Why Sleep Matters, Especially Now

Chances are if you’re human, you’ve had trouble falling asleep. You’ve also likely felt the negative effects a bad night of sleep can have. No surprise! The Center for Disease Control and Prevention (CDC) considers lack of sleep a “public health problem,” noting that one-third of Americans are not getting a regular amount of sleep. The stress from the coronavirus pandemic has added complications by causing insomnia for millions of Americans, which can lead to harmful long-term effects on our nervous systems.


Photo by Kinga Cichewicz on Unsplash


Typically, adults between the ages of 18 to 60 are recommended at least 7 hours of sleep every night. When people aren’t getting the recommended amount of sleep, they run the risk of impairing their immune systems. Sleeping helps the body produce cytokines, a protein with immune-boosting properties that are essential for white blood cells to thrive, help tackle the day with enough energy, and prevent illnesses. Without enough sleep, the body decreases its production of cytokines, and this makes us prone to viral and bacterial illnesses.


Sleep deprivation symptoms alone are enough to hinder your daily life. Some common symptoms include fatigue, mood changes, memory loss, brain fog, hallucinations, and paranoia. Brain fog is a condition that affects your ability to think normally. It can leave you feeling confused and disoriented, making it hard for you to focus on putting simple thoughts into words. Brain fog can impair work performance and eventually lead to less desirable consequences for your career.


The human body also works hard when we sleep. While we’re dozing off, our body is able to repair muscles, boost tissue growth, and release hormones to help us maintain a healthy metabolism and optimal physical wellbeing.
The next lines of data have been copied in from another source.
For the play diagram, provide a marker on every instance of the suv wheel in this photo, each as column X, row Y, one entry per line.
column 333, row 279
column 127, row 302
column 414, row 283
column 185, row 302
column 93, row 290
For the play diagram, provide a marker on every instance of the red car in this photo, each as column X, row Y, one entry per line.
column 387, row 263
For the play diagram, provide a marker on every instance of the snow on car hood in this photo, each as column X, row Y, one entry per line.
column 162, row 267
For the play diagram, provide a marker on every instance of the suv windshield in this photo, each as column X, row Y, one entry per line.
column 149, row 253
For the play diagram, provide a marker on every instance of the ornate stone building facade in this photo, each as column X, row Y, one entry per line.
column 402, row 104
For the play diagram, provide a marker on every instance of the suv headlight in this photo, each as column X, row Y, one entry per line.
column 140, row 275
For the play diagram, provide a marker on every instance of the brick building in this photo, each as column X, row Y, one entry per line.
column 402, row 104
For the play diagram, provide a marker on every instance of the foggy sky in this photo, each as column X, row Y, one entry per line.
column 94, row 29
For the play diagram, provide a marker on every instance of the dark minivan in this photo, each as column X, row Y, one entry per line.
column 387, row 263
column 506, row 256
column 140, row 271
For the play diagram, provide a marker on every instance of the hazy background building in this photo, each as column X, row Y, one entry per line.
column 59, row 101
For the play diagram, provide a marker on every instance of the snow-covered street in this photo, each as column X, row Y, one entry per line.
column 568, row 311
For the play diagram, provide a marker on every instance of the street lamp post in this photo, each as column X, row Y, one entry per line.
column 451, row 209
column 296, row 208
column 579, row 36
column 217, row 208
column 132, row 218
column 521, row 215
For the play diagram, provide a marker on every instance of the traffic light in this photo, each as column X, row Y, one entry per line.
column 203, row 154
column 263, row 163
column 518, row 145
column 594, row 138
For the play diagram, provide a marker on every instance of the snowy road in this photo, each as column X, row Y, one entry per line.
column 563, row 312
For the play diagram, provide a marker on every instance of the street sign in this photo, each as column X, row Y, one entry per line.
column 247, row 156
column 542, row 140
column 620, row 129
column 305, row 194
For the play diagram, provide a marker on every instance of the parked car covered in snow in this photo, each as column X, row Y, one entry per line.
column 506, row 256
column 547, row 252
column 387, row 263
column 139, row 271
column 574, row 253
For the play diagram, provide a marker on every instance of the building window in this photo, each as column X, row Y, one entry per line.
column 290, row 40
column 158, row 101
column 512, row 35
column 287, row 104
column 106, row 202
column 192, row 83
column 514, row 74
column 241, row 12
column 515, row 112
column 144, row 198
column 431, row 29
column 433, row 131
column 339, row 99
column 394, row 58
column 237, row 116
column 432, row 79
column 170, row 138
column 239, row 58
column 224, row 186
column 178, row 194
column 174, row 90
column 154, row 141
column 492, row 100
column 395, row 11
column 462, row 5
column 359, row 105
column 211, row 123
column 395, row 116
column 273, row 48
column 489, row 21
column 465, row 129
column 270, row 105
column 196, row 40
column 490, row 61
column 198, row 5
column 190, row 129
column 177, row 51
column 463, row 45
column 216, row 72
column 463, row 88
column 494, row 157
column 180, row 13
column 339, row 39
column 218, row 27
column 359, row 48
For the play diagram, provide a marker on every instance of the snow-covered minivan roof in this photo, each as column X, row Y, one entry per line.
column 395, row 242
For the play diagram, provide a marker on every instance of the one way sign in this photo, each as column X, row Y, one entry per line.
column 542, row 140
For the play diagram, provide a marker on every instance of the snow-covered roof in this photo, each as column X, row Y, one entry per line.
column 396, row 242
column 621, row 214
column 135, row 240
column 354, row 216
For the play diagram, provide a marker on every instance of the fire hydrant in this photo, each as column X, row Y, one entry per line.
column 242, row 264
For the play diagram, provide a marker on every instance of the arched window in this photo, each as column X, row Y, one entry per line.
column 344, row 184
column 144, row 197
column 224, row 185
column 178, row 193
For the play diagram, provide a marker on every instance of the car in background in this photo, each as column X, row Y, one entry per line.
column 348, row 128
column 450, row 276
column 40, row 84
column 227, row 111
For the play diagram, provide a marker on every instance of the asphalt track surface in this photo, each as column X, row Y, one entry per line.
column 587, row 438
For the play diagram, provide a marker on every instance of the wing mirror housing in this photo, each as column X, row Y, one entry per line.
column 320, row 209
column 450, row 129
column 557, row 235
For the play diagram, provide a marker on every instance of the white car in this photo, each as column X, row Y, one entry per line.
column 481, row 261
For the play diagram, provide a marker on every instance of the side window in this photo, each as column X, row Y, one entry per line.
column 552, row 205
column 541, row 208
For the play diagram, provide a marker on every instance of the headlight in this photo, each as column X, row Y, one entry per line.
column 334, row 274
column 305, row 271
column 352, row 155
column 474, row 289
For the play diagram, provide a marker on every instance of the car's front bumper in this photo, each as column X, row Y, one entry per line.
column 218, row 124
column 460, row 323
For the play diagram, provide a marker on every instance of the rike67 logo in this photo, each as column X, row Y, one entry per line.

Sleep also helps us maintain a healthy body weight.


When sleep deprived, our body alters the levels of important hormones that regulate hunger and appetite. So if you feel hungrier or eager to snack on junk food when you’re tired, there’s a reason.
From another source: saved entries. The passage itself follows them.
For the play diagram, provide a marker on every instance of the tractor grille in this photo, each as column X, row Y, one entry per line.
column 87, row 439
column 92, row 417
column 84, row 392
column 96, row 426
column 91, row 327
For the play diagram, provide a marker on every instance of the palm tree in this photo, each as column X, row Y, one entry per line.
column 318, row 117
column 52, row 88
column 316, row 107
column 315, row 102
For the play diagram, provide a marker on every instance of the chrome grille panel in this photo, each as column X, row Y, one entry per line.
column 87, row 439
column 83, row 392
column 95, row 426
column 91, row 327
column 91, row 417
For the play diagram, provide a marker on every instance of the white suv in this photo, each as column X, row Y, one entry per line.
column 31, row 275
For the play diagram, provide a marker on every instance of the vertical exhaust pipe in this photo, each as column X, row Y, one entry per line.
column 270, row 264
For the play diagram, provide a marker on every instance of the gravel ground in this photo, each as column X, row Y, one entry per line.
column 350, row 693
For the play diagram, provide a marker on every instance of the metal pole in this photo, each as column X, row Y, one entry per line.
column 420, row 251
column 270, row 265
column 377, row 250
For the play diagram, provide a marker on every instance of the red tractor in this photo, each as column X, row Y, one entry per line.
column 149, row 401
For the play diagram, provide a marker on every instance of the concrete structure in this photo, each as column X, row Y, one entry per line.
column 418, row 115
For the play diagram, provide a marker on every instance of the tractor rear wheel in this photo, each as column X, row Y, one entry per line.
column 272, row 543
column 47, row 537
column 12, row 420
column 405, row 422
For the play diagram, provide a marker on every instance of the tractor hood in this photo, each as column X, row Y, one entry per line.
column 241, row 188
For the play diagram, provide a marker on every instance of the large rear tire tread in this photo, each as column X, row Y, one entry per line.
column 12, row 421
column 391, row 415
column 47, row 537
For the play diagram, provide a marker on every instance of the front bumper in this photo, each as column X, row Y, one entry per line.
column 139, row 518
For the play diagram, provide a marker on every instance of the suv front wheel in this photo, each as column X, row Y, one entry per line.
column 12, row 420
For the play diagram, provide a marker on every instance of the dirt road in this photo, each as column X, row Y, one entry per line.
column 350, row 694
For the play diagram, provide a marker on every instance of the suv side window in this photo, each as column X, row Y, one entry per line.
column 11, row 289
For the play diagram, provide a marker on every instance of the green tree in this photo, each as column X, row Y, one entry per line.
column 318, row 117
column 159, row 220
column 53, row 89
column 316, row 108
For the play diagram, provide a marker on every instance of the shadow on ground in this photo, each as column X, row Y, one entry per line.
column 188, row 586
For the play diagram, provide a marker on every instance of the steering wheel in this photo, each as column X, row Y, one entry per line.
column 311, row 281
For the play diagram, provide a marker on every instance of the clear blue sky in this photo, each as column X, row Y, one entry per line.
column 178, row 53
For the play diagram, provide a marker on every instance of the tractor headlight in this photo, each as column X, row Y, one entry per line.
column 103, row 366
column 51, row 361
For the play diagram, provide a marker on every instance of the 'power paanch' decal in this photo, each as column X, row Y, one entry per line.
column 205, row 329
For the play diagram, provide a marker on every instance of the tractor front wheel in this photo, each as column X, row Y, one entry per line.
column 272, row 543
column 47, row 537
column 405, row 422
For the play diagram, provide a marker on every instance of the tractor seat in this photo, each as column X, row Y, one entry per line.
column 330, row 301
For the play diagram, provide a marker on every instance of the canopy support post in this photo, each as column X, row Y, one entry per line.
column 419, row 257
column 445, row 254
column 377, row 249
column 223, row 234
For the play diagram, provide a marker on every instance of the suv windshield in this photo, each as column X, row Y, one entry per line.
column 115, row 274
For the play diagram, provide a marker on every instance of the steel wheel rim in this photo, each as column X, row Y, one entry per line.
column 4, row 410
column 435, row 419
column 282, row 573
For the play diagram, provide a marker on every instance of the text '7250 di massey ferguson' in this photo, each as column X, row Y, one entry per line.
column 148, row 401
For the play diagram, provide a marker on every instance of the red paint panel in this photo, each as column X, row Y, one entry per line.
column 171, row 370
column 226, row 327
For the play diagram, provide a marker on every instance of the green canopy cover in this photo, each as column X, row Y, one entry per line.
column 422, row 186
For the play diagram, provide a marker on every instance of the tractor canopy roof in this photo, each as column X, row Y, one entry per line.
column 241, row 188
Sleep also reduces our cortisol levels dramatically which reduces our ability to cope with stress. With the right amount of sleep, our concentration, moods, decision-making skills, and memory processing are improved. Sleep deprivation, on the other hand, reduces mental clarity and can result in the body and mind losing out on all restorative benefits that come with catching some Zs.


Did you catch all that? Sleep is vital to everything when it comes to health! And in order to improve it all, consider making several lifestyle changes to improve your quality of sleep. A common recommendation among experts is increasing sunlight, or bright light, exposure during the day. Exposure to sunlight during the day helps you maintain a circadian rhythm, which is the body’s natural time-keeping clock. Research studies show that more sunlight improves daytime energy and sleep quality at night.
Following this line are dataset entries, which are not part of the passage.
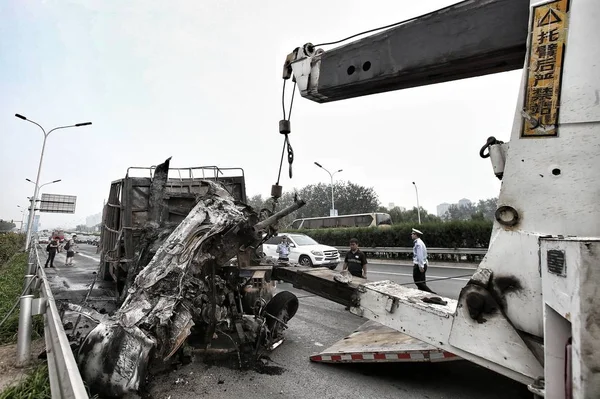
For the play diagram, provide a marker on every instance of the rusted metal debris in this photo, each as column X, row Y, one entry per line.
column 188, row 289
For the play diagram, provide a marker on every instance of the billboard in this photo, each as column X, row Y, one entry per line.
column 36, row 224
column 57, row 203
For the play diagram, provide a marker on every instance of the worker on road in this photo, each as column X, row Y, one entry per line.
column 419, row 261
column 356, row 261
column 52, row 249
column 71, row 247
column 283, row 249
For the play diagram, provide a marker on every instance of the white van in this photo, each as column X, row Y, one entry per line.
column 304, row 250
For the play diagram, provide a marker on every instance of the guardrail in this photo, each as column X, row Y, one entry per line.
column 65, row 379
column 453, row 253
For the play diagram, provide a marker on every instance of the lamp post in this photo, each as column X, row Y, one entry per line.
column 418, row 206
column 37, row 179
column 331, row 176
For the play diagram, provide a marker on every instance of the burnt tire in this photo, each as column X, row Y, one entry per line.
column 283, row 306
column 305, row 261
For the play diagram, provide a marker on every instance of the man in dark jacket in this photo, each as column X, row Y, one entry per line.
column 52, row 249
column 355, row 261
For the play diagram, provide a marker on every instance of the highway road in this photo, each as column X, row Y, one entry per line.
column 288, row 372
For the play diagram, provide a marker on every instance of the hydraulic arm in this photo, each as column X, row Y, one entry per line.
column 530, row 311
column 468, row 39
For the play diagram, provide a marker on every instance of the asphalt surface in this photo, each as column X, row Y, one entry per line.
column 288, row 372
column 445, row 280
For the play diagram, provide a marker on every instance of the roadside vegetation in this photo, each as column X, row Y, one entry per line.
column 35, row 385
column 13, row 265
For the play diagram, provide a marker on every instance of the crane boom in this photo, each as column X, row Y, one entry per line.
column 465, row 40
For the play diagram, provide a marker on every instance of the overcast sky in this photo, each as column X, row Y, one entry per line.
column 200, row 81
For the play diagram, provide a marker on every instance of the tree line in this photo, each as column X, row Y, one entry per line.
column 353, row 198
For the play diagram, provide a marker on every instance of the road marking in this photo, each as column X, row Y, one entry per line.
column 410, row 275
column 89, row 257
column 431, row 266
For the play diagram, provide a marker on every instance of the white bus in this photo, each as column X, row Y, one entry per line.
column 375, row 219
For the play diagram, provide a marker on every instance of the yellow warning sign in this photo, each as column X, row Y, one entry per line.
column 544, row 69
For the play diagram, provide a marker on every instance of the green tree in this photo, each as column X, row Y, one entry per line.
column 349, row 198
column 484, row 209
column 403, row 215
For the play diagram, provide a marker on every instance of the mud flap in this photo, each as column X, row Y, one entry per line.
column 373, row 343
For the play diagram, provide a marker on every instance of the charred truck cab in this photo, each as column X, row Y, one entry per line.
column 182, row 252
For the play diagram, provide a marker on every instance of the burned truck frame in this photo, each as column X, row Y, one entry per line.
column 156, row 200
column 184, row 254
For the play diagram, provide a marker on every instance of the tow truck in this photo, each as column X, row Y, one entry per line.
column 531, row 311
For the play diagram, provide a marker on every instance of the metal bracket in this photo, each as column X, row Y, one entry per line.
column 38, row 306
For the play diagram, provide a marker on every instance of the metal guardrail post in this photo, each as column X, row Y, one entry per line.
column 27, row 284
column 24, row 333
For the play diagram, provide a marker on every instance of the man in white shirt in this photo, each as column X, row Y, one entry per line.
column 419, row 261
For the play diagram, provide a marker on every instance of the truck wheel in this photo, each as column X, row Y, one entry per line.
column 305, row 261
column 283, row 306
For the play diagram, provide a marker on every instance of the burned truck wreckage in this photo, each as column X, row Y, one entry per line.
column 183, row 255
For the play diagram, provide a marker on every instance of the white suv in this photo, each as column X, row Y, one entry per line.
column 304, row 250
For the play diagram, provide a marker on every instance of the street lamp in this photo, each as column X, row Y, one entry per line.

Try to also set a consistent sleep schedule. Studies have shown that irregular sleep patterns result in poor sleep. Waking up and going to bed at the same time every day will help set your body up for optimized sleep quality in the long-term. In a matter of weeks, you won’t need an alarm to wake up.


During the evenings, opt to wear blue-light filtering glasses when watching TV, sitting in front of a computer screen, or scrolling on a smartphone. Blue-light is notorious for reducing melatonin, preventing you from relaxing, and increasing episodes of insomnia by messing with your circadian rhythm. At night, exposure to blue light, which is commonly emitted through electronic devices, tricks your mind and body into thinking it’s still daytime.


In addition to avoiding screen time, stay away from alcohol, and caffeine at least six hours before bedtime. Make your bedroom a safe haven from any distractions or temptations that could impact your sleep quality. This means leaving your smartphone, iPad, and TV out of the room. If your apartment has thin walls or your neighborhood gets rowdy at night, invest in a white noise machine to drown out the noise.


If you’re still having trouble sleeping, there are still a few methods to help you doze off. Take a calming bath or shower. Research shows that taking a hot bath for an hour and a half can boost sleep quality and help adults fall asleep faster. Drink a soothing tea. For centuries, chamomile tea has been used as a natural remedy for inflammation, anxiety, and insomnia. If all else fails, there’s always counting sheep, a form of meditation or mindfulness, that can help you find your slumber. The less you think about it, the closer you are to a good night’s rest.